# Homepod original définitivement en rupture ?



## batafan (2 Juillet 2021)

Hello tout le monde !

J’étais à la recherche d’un 2eme homepod blanc, le vrai l’original!

La plupart des boutiques affichent rupture.

Vous pensez que c’est vraiment fini pour espérer en trouver 1 ? Ou bien peut être qu’il y a des boutiques précisent qui peuvent encore en avoir ? 

Thanks !


----------



## RubenF (4 Juillet 2021)

Hello, je te conseille d’aller sur les sites d’occasion. Après peut-être que sur certains sites il reste encore un peu de stock. Mais rien d’impossible.


----------



## batafan (4 Juillet 2021)

RubenF a dit:


> Hello, je te conseille d’aller sur les sites d’occasion. Après peut-être que sur certains sites il reste encore un peu de stock. Mais rien d’impossible.



Merci de ta réponse,

Effectivement c’est la razzia un peu partout. J’ai vu qu’il y avait encore 2 3 Fnac dans le sud qui en avait mais c’est trop loin et ils livrent pas :/

Du coup occasion sûrement ouais, j’en vois que sur leboncoin de temps en temps


----------



## RubenF (4 Juillet 2021)

Yes, j’ai failli en trouver deux pour un prix dérisoire, mais en réalité, je suis passé aux HomePod Mini et j’en suis conquis. Bon courage dans tes recherches.


----------



## batafan (4 Juillet 2021)

RubenF a dit:


> Yes, j’ai failli en trouver deux pour un prix dérisoire, mais en réalité, je suis passé aux HomePod Mini et j’en suis conquis. Bon courage dans tes recherches.
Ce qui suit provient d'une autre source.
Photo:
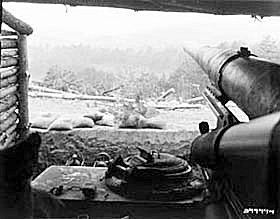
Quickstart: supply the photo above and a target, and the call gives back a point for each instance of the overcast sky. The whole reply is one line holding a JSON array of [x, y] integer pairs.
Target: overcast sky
[[58, 24]]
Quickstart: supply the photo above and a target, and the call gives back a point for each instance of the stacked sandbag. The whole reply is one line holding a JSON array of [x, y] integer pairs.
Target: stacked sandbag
[[82, 122], [108, 119], [62, 124], [95, 115], [44, 120], [138, 121]]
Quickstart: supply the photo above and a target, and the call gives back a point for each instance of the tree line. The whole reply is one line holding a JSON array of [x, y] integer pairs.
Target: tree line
[[188, 79]]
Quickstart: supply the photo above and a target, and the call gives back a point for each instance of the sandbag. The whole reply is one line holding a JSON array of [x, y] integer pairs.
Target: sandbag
[[95, 115], [82, 122], [62, 124], [138, 121], [131, 121], [107, 120], [44, 121], [154, 123]]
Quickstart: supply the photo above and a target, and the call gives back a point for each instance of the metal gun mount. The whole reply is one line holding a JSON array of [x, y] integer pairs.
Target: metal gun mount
[[216, 102], [247, 155]]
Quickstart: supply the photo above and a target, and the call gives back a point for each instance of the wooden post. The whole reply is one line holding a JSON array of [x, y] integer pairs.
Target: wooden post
[[23, 87]]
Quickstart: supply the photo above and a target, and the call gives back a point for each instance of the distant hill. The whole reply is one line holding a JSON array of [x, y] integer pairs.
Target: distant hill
[[78, 57]]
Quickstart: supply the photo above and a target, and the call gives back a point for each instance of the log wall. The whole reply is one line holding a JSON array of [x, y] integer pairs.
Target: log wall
[[13, 88]]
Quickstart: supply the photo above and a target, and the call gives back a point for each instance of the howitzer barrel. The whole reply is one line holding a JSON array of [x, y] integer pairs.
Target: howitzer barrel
[[252, 83], [249, 155]]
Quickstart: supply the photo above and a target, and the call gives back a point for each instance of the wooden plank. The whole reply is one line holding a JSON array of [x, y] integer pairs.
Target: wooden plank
[[23, 87], [8, 81], [15, 23], [7, 123], [8, 62], [7, 72], [7, 103], [8, 43], [8, 91], [9, 52]]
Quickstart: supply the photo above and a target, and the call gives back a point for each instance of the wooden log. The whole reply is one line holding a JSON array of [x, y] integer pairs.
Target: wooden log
[[7, 103], [8, 81], [8, 91], [16, 24], [5, 115], [8, 52], [45, 89], [7, 123], [8, 33], [23, 125], [8, 62], [8, 43], [11, 139], [7, 72]]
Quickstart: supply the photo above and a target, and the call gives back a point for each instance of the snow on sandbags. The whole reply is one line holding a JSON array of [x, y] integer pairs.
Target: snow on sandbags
[[95, 115], [44, 120], [82, 122], [62, 124], [107, 120], [154, 123], [138, 121]]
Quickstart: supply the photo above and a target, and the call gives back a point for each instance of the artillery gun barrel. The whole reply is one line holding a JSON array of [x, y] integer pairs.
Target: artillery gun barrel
[[252, 83]]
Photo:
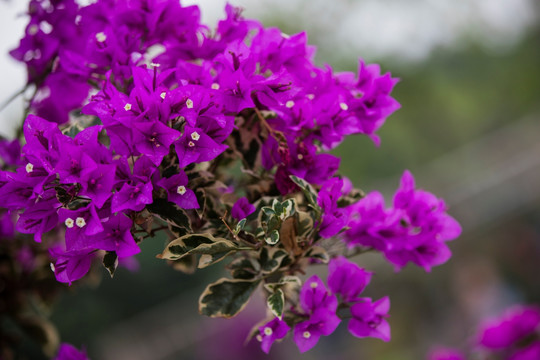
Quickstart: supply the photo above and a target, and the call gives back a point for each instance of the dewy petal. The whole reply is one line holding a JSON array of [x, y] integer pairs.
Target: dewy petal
[[347, 278], [314, 295], [242, 208], [304, 336], [368, 319], [279, 329]]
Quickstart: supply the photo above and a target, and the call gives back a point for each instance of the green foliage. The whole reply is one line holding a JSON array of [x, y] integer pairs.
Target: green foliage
[[226, 298]]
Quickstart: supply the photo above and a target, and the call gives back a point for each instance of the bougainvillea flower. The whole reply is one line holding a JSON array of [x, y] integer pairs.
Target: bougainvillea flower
[[514, 325], [178, 191], [369, 319], [347, 278], [273, 330], [242, 208]]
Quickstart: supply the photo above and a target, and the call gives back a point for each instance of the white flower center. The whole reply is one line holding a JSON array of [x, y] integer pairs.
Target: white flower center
[[69, 222], [33, 29], [101, 37], [195, 136], [80, 222]]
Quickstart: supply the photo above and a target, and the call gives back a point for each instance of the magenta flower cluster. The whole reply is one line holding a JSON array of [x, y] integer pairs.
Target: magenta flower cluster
[[319, 308], [139, 114], [415, 229]]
C’est le principal alors, merci bien !


----------



## tnicolas02 (6 Juillet 2021)

Bonjour,

J'avais réussi à en acheter un reconditonné en noir sur https://asgoodasnew.fr/Enceintes-et-son/Apple/Apple-HomePod-gris-sideral.html, via la FNAC.
Cela me permet d'en avoir deux pour avoir la stéréo car j'en avais un seul.
Actuellement ils n'en ont plus en noir.
Mais en blanc oui :








						Apple HomePod blanc pas cher | asgoodasnew.fr
					

Apple HomePod blanc à partir de 375,00€ sur asgoodasnew.fr. Garantie 30 mois avec 30 jours de test.




					asgoodasnew.fr
				



Attention, il y a de nombreuses arnaques sur le bon coin en ce moment sur des homepod soit disant d'occasion récentes à des prix défiant toute concurrence (250 euros ...) car ils sont très demandés en ce moment. En vérité, ils n'existent pas, à part la demande de RIB pour arnaque ...
Il vaut mieux mettre un prix plus cher et être sur d'en avoir un ...
En tout cas très satisfait de ce site lors de mon dernier achat.


----------



## batafan (6 Juillet 2021)

tnicolas02 a dit:


> Bonjour,
> 
> J'avais réussi à en acheter un reconditonné en noir sur https://asgoodasnew.fr/Enceintes-et-son/Apple/Apple-HomePod-gris-sideral.html, via la FNAC.
> Cela me permet d'en avoir deux pour avoir la stéréo car j'en avais un seul.
> ...



Ah oui je connaissais pas ça a l’air pas mal effectivement


----------